Couldn't imagine riding fixed using flat pedals.


----------



## D4VOW (26 Jun 2009)

I use Shimano M520's. I couldn't imagine riding any bike without clipless pedals after swapping to them.


----------



## colinr (27 Jun 2009)

Unanimous verdict then. clipless is the new black. I'm thinking Shimano M520s with DHB M1s. Anything wrong with that combo before I order?


----------



## MajorMantra (27 Jun 2009)

colinr said:


> Unanimous verdict then. clipless is the new black. I'm thinking Shimano M520s with DHB M1s. Anything wrong with that combo before I order?



Sounds fine.

Matthew


----------



## Radius (27 Jun 2009)

Best choice I ever made was putting the SPDs on the fixed after riding for a bit with clips n straps. Looks like you've got a good starting setup as well, I know plenty of experienced riders who still use M520s because they're cheap and rugged, yet still perfectly fine in terms of performance. Couldn't imagine using road pedals though...


----------



## 4F (27 Jun 2009)

M520's here as well.


----------



## colinr (28 Jun 2009)

Ta everyone, the order has been placed, I'm properly on my way to clipless.


----------



## fossyant (28 Jun 2009)

XT SPD's here - if you look about they can be got for £45 - RRP £70.


----------



## mattsccm (21 Jul 2009)

Double sided mtb SPD's. Cheap if you want to change and dead easy to hit.


----------



## zimzum42 (22 Jul 2009)

I use LOOKs. Never have any problems clipping in, don't see why clipping in is any bigger an issue with a fixie than it is with a regular bike....


----------



## Young Un (22 Jul 2009)

I use spd-sl with the tension turned up a bit on my track bike, and they are fine to get into even on the move, just takes a bit of practise, but I can see that using a double sided pedal would make life a lot easier.


----------



## alecstilleyedye (22 Jul 2009)

zimzum42 said:


> I use LOOKs. Never have any problems clipping in, don't see why clipping in is any bigger an issue with a fixie than it is with a regular bike....

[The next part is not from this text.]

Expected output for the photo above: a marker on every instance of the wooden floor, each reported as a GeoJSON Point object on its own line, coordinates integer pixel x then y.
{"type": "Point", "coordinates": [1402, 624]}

seconded. i think you have to use looks on the track anyway.


----------



## BigOrangeTwin (24 Jul 2009)

too late to the OP but for other readers, another alternative pedal are Speedplay Frogs. I've foudn them ideal for fixed because they are really much easier to clip in and, most importantly, out of than SPDs.


----------



## colinr (24 Jul 2009)

I'm very happy with the M520s so far, don't seem to be too hard to get out of and my feet have more or less learnt the way in. I think I might have even nailed the cleat position!


----------